According to a study, transitional hormone therapy between men and women can increase cardiovascular risk



February 18 (UPI) – New transgender people who have been on hormone therapy may be at increased risk of cardiovascular events, according to a new study.

According to a study published Monday in the journal Circulation, people treated with estrogen and testosterone as part of the transition between the sexes present an increased risk of heart attacks, strokes (stroke) and blood clots, according to the researchers.

During the transition period, transgender women experienced hormone therapy, five times more clots in deep veins and twice as many heart attacks as cisgender women.

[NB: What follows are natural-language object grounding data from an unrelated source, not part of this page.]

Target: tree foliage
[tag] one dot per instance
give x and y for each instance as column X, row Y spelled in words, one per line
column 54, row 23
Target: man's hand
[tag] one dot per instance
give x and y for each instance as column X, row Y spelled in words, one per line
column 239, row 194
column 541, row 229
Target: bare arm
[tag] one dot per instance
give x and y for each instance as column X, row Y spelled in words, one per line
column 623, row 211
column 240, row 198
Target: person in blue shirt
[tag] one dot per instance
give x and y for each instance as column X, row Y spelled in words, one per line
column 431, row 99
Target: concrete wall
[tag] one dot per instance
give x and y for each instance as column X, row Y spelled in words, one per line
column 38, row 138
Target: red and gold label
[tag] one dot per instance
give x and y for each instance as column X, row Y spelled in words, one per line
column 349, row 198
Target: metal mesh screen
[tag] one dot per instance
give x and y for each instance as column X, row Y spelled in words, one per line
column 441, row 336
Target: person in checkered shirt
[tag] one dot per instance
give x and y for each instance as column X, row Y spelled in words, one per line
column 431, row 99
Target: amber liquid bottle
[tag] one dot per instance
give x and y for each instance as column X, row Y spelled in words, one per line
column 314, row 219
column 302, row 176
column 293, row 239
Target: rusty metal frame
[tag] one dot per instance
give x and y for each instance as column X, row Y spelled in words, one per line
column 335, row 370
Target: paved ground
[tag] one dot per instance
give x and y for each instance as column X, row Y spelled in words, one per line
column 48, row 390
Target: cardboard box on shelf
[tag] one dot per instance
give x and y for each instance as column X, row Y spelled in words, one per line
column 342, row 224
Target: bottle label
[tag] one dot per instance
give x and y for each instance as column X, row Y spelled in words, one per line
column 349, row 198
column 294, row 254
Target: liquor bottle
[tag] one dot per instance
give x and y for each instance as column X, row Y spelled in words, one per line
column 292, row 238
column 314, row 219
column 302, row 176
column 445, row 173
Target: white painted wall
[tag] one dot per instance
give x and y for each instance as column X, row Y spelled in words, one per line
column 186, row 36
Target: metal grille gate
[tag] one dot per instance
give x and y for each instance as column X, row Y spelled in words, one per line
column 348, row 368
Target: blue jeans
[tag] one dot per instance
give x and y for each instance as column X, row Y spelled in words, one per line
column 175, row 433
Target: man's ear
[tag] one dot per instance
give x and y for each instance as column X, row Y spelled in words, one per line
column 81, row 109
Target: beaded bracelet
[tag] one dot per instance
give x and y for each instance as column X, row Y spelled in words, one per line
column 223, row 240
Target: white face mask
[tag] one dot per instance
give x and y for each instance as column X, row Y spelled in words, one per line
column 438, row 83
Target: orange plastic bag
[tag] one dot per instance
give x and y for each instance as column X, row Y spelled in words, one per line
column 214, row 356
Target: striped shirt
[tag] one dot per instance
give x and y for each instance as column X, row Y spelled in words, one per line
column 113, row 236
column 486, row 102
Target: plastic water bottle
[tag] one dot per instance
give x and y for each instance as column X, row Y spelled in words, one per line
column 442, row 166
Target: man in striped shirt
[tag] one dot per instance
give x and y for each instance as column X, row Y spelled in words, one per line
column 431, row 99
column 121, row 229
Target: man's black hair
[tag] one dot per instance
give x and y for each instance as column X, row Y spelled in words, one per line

And transgender men have had nearly twice as many strokes, more than four times more clots in deep veins and more than twice the number of heart attacks as cisgender men.

Compared to cisgender women, the risk of heart attack was also tripled in transgender men.

"In light of our findings, we are inviting physicians and transgender people to become aware of this increased cardiovascular risk," said Nienke Nota, a researcher in the Department of Endocrinology at the University Medical Center, in a statement. from Amsterdam, and author of the study.

The study analyzed transgender people who received hormone treatment between 1972 and 2015, but did not take into account other risk factors, such as smoking or eating habits.

The researchers, however, say that this study was not intended to find the cause of increased cardiovascular risk, but simply to point out the existence of such a risk.

Although other research has attempted to determine the effect of hormone therapy on the heart, a study conducted in 2018 found that estrogen and testosterone-based treatments may cause a increased triglycerides in transgender men and transgender women.

High triglyceride levels can increase the risk of heart attack for anyone, says the CDC.

"It can be helpful to reduce risk factors by quitting smoking, exercising, eating healthy, and losing weight if necessary before starting treatment, and clinicians should continue to evaluate patients." continuously thereafter, "said Nota.